Central moments (mu_r) in terms of raw moments (mu'_r) about the origin:

  • mu_2 = mu'_2 - (mu'_1)^2
  • mu_3 = mu'_3 - 3*mu'_2*mu'_1 + 2*(mu'_1)^3

19. (a) Definitions of Range, QD, MD, SD, and Variance.

5 Marks
  • Range: Difference between maximum and minimum value.
  • Quartile Deviation (QD): (Q3 - Q1) / 2.
  • Mean Deviation (MD): Average of absolute deviations from a central value.
  • Standard Deviation (SD): Root mean square deviation from the arithmetic mean.
  • Variance: Square of Standard Deviation.

19. (b) Define Skewness and Kurtosis with formulas.

5 Marks

Skewness: Measure of asymmetry. Formula (Karl Pearson): (Mean - Mode) / SD.

Kurtosis: Measure of "peakedness" or flatness of a distribution. Formula: beta_2 = mu_4 / (mu_2)^2.

20. (a) Scatter Diagram and Correlation.

5 Marks

Scatter Diagram: A graph plotting pairs of (x, y) values as points.

Correlation Idea: If points cluster along a rising line, correlation is positive. If falling, it's negative. If points are randomly scattered, correlation is zero.

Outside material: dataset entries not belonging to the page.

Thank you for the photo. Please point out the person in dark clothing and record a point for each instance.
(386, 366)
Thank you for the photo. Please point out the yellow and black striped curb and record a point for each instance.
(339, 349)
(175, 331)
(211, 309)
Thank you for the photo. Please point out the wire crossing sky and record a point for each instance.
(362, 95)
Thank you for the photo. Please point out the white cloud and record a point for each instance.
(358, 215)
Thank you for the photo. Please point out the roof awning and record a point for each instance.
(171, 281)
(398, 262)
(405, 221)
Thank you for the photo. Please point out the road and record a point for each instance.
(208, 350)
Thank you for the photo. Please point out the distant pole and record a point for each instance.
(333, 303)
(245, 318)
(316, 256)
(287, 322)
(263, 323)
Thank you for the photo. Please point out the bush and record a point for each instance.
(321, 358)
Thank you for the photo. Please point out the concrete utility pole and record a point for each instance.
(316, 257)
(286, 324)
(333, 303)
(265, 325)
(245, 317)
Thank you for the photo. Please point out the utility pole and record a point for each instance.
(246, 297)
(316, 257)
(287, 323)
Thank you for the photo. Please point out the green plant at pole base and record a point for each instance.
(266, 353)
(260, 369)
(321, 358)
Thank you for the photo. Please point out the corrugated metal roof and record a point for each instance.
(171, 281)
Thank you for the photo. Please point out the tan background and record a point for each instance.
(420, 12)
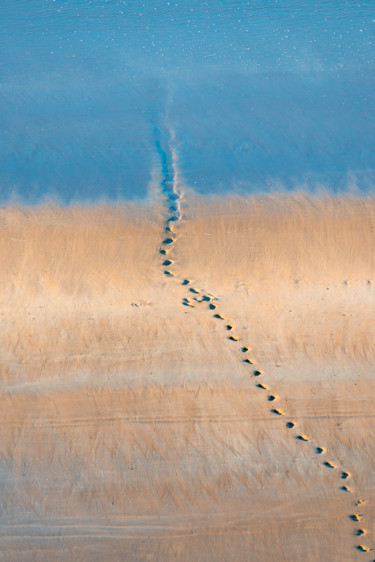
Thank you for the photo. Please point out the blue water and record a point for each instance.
(256, 96)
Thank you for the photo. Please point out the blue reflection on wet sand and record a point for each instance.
(259, 96)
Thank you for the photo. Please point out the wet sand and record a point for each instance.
(134, 423)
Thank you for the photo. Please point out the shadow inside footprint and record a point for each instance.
(260, 385)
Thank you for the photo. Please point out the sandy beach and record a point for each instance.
(194, 389)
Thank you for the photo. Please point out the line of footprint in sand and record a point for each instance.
(198, 297)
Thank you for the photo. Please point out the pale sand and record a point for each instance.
(130, 427)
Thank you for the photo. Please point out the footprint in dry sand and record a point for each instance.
(186, 302)
(363, 548)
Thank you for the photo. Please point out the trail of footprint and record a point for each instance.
(173, 203)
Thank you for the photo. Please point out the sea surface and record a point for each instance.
(252, 96)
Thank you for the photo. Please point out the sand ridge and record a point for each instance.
(174, 198)
(133, 425)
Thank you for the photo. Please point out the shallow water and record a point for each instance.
(254, 96)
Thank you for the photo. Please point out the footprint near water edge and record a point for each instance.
(198, 297)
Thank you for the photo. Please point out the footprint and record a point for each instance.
(363, 548)
(355, 517)
(186, 302)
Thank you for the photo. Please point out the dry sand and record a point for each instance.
(131, 427)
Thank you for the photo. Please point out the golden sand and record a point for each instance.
(205, 413)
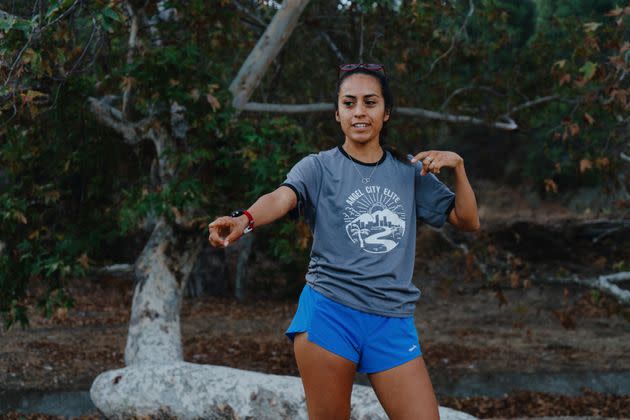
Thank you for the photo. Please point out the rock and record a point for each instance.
(189, 391)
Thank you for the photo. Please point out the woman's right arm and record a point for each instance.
(269, 207)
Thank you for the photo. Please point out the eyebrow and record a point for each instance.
(366, 96)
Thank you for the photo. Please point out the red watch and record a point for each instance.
(240, 212)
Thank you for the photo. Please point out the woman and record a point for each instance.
(356, 310)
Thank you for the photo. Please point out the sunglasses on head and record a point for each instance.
(368, 66)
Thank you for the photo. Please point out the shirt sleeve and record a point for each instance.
(434, 200)
(304, 179)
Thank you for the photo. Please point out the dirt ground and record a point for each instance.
(467, 325)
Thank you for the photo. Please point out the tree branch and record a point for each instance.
(113, 118)
(605, 283)
(131, 51)
(461, 29)
(265, 51)
(333, 47)
(534, 102)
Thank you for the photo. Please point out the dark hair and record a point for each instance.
(389, 103)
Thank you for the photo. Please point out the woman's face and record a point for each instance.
(361, 108)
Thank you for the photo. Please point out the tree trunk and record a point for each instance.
(161, 271)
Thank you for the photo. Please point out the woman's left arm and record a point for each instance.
(464, 215)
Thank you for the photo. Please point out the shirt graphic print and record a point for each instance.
(374, 218)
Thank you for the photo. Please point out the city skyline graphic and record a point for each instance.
(374, 218)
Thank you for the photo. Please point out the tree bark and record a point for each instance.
(265, 51)
(161, 273)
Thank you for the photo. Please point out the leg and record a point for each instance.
(405, 391)
(327, 380)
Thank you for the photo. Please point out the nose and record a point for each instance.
(359, 110)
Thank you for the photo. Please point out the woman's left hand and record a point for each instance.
(434, 160)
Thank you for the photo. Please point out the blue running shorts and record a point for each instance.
(374, 342)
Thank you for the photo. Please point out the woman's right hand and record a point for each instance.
(225, 230)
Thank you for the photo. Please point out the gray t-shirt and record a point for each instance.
(364, 235)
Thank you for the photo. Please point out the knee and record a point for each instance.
(330, 412)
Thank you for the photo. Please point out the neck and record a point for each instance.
(370, 152)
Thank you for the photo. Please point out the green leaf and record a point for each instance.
(6, 22)
(111, 14)
(591, 26)
(588, 70)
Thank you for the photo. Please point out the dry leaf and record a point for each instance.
(83, 260)
(602, 162)
(585, 165)
(214, 102)
(588, 118)
(550, 185)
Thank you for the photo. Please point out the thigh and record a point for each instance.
(327, 379)
(405, 391)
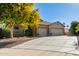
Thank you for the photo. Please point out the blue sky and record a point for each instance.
(62, 12)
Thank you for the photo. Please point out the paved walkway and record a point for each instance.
(55, 43)
(26, 52)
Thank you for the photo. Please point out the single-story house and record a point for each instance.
(49, 29)
(45, 29)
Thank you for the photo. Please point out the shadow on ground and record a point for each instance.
(5, 44)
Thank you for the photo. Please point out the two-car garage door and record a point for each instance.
(42, 31)
(56, 31)
(52, 31)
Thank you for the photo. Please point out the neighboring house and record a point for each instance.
(47, 28)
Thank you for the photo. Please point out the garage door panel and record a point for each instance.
(42, 32)
(57, 31)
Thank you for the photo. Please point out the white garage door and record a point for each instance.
(57, 31)
(42, 32)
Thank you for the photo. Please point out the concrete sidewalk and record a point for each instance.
(26, 52)
(64, 44)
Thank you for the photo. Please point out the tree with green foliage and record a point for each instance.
(19, 14)
(73, 27)
(34, 21)
(77, 28)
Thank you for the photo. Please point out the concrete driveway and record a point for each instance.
(54, 43)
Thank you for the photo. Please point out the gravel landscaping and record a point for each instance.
(7, 43)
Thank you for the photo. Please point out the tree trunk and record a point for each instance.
(11, 32)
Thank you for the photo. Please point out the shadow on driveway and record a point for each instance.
(6, 44)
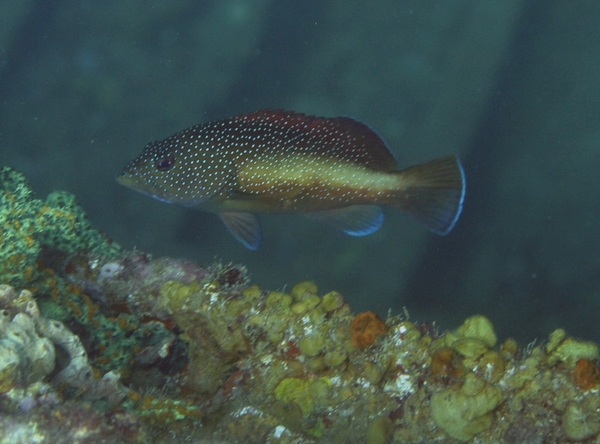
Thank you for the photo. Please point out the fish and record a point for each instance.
(333, 169)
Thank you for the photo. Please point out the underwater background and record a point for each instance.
(510, 86)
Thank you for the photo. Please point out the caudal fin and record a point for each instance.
(434, 193)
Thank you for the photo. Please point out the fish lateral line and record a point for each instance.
(336, 170)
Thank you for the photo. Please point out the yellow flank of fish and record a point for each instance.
(272, 161)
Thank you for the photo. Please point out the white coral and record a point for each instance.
(27, 351)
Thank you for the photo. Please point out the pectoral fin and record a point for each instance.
(355, 220)
(244, 227)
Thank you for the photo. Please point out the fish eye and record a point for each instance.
(165, 164)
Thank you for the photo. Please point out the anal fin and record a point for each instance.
(244, 227)
(355, 220)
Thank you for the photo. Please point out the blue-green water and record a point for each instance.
(510, 86)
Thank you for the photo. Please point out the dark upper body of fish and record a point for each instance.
(273, 161)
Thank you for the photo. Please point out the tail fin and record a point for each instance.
(434, 193)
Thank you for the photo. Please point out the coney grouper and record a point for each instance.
(337, 170)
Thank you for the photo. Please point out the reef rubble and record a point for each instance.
(98, 344)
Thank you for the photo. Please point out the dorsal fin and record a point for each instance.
(341, 137)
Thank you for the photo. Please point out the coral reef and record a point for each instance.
(27, 225)
(122, 347)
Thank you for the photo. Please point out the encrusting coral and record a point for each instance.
(103, 345)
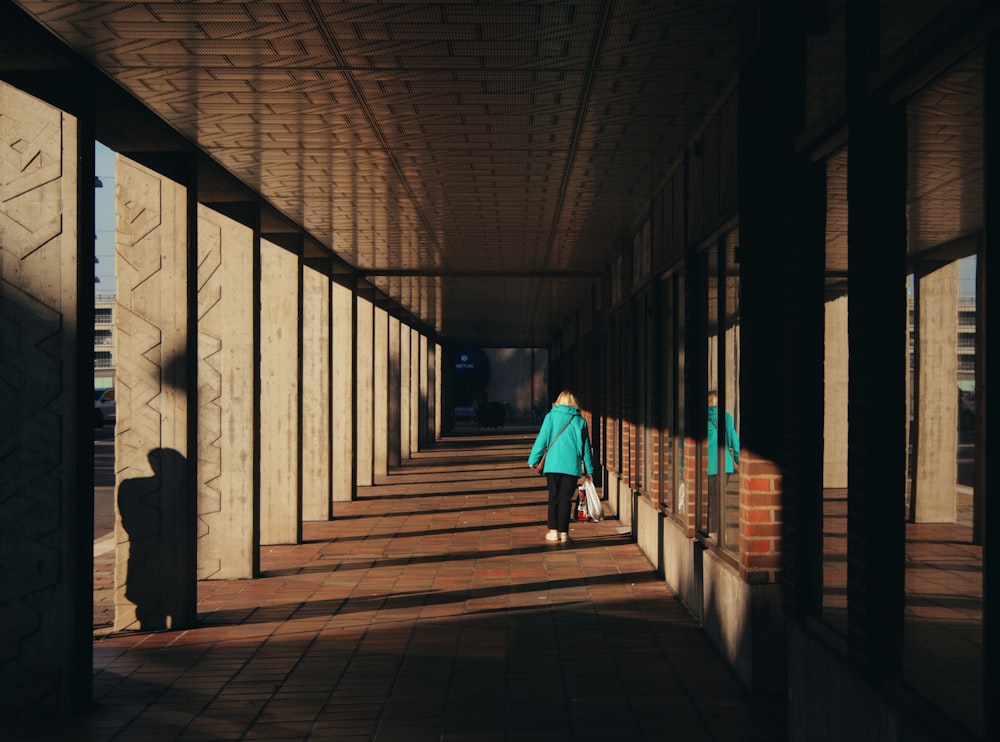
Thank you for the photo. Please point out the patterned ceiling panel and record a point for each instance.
(484, 149)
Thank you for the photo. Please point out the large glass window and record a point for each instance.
(835, 377)
(729, 411)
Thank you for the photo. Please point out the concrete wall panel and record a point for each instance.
(280, 484)
(156, 494)
(342, 389)
(405, 384)
(228, 506)
(380, 394)
(316, 389)
(394, 392)
(45, 521)
(364, 390)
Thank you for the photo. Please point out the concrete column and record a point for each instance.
(425, 392)
(935, 480)
(364, 389)
(435, 383)
(835, 364)
(315, 397)
(228, 503)
(380, 394)
(405, 375)
(395, 377)
(417, 366)
(155, 569)
(342, 322)
(280, 472)
(46, 438)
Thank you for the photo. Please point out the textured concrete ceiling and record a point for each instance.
(476, 161)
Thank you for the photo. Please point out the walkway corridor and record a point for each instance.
(430, 609)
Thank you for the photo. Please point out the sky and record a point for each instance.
(104, 220)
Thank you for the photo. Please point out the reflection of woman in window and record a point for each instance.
(732, 454)
(732, 439)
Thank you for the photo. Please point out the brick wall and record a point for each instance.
(760, 519)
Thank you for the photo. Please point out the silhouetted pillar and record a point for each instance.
(155, 452)
(228, 502)
(46, 372)
(280, 462)
(342, 316)
(315, 397)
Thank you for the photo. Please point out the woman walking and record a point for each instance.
(564, 444)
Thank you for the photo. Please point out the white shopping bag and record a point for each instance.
(594, 509)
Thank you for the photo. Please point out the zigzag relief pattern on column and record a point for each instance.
(31, 135)
(210, 391)
(139, 389)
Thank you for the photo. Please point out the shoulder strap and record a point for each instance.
(557, 435)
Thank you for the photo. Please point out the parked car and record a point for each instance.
(104, 406)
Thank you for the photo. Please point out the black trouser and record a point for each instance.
(561, 490)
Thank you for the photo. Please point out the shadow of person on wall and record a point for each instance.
(150, 508)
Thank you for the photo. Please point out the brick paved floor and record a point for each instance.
(429, 609)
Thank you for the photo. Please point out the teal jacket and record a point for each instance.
(570, 454)
(732, 443)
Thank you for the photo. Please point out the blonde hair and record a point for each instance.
(566, 397)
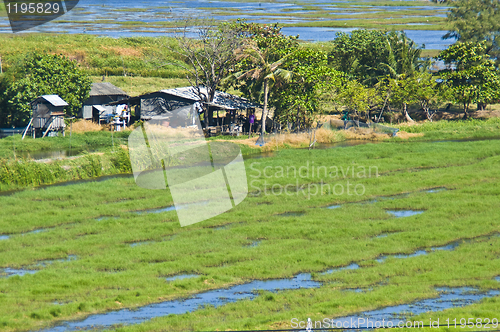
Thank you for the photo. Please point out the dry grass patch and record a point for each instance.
(292, 140)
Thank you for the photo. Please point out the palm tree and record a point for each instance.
(264, 71)
(403, 62)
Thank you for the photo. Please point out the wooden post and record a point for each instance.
(28, 127)
(50, 126)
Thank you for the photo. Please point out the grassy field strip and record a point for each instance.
(109, 270)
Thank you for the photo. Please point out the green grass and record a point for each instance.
(134, 56)
(136, 86)
(109, 274)
(457, 129)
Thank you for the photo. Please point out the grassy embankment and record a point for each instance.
(137, 65)
(108, 274)
(108, 154)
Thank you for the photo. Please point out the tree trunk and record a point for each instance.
(405, 113)
(466, 111)
(264, 110)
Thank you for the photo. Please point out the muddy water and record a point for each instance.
(448, 298)
(181, 276)
(97, 17)
(215, 298)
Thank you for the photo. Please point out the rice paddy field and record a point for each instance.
(399, 230)
(153, 18)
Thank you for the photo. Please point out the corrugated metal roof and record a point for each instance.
(55, 100)
(221, 99)
(106, 89)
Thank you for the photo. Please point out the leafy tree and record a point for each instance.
(260, 69)
(358, 98)
(371, 55)
(209, 58)
(276, 68)
(41, 74)
(472, 75)
(300, 99)
(428, 93)
(263, 72)
(475, 21)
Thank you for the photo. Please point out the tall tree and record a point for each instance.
(472, 75)
(298, 100)
(41, 74)
(209, 58)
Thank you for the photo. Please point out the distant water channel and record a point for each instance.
(99, 17)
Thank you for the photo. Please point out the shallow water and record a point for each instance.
(159, 210)
(36, 231)
(448, 298)
(215, 298)
(96, 17)
(15, 272)
(291, 214)
(404, 213)
(135, 244)
(449, 247)
(53, 154)
(352, 266)
(9, 272)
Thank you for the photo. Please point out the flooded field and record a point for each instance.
(160, 18)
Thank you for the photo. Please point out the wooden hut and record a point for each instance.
(101, 94)
(169, 104)
(48, 115)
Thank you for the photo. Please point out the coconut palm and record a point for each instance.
(263, 71)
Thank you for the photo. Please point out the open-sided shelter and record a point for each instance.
(101, 94)
(48, 114)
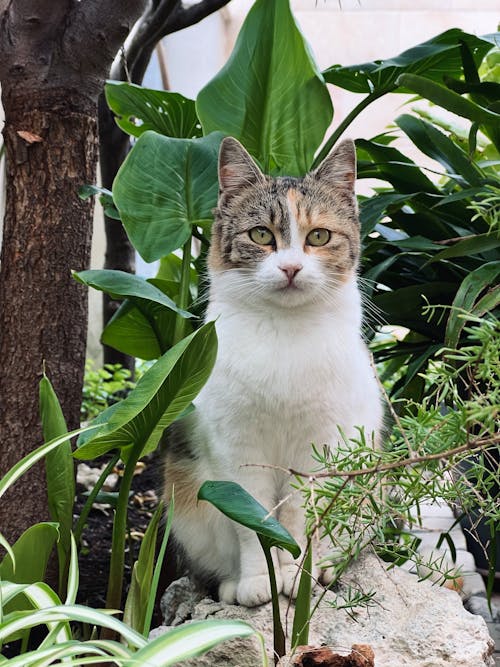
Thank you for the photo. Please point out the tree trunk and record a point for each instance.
(54, 58)
(43, 310)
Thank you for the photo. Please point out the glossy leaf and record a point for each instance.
(433, 59)
(142, 573)
(146, 332)
(161, 395)
(31, 552)
(270, 94)
(164, 187)
(237, 504)
(59, 472)
(32, 596)
(471, 288)
(139, 109)
(439, 147)
(119, 284)
(191, 640)
(446, 98)
(33, 457)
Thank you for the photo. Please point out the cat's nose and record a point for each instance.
(290, 270)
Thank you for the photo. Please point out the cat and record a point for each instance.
(291, 367)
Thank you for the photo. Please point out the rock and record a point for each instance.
(409, 624)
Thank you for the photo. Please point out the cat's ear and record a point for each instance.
(236, 168)
(338, 169)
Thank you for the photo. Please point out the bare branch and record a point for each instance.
(186, 16)
(163, 18)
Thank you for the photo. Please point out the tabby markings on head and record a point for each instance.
(315, 215)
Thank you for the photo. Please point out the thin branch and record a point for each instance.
(186, 16)
(476, 444)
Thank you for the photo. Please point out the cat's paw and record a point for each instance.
(227, 591)
(253, 591)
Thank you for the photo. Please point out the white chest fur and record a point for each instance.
(285, 379)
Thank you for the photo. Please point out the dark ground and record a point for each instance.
(96, 539)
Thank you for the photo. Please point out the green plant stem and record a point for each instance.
(300, 630)
(80, 524)
(332, 140)
(180, 322)
(278, 634)
(115, 581)
(158, 567)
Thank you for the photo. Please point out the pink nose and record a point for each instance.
(291, 271)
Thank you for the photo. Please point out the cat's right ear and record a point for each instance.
(237, 169)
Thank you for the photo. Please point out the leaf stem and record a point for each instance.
(80, 524)
(332, 140)
(116, 567)
(180, 322)
(278, 634)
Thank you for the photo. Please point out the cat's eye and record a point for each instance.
(318, 237)
(261, 236)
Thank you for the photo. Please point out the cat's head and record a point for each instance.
(288, 241)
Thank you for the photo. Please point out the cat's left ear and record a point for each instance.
(338, 169)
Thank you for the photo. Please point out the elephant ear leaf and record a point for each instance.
(256, 104)
(237, 504)
(164, 188)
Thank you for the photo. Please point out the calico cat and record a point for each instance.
(291, 369)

20. (b) Correlation Coefficients.

5 Marks

Karl Pearson's r: Measure of linear relationship between two variables.
Spearman's rank: Measure of relationship between ranked data. Formula: 1 - [6 * Sum(d^2) / (n(n^2 - 1))].
Range of r: [-1, +1].

21. (a) Regression lines of X on Y and Y on X.

5 Marks

Y on X: (y - y_bar) = bYX * (x - x_bar).
X on Y: (x - x_bar) = bXY * (y - y_bar).

21. (b) Principle of Least Squares for fitting y = a + bx.

5 Marks

Minimize the sum of squared residuals: S = Sum(yi - (a + bxi))^2. To find 'a' and 'b', differentiate S with respect to 'a' and 'b' and equate to zero. This leads to Normal Equations:

  1. Sum(y) = na + b*Sum(x)
  2. Sum(xy) = a*Sum(x) + b*Sum(x^2)

22. (a) Probability Definitions.

5 Marks
  • Exhaustive: All possible outcomes.
  • Mutually Exclusive: Cannot happen at once.
  • Equally Likely: No outcome is preferred over others.
  • Independent: Occurrence of one doesn't affect the other.

22. (b) Set theoretic expressions for events.

5 Marks
  1. Only A: A intersect B' intersect C'
  2. All three: A intersect B intersect C
  3. At least two: (A intersect B) union (B intersect C) union (A intersect C)
  4. A and B but not C: A intersect B intersect C'
  5. None: A' intersect B' intersect C'

25. (a) Bayes' Theorem and Manager Appointment Problem.

5 Marks

Bayes' Theorem: Provides the posterior probability of an event given prior evidence.
Let X, Y, Z be manager appointments. P(X)=4/9, P(Y)=2/9, P(Z)=3/9. Let B = Bonus Scheme. P(B|X)=3/10, P(B|Y)=5/10, P(B|Z)=8/10.
P(B) = (4/9 * 3/10) + (2/9 * 5/10) + (3/9 * 8/10) = (12+10+24)/90 = 46/90.
P(X|B) = [P(X)*P(B|X)] / P(B) = (12/90) / (46/90) = 12/46 = 6/23.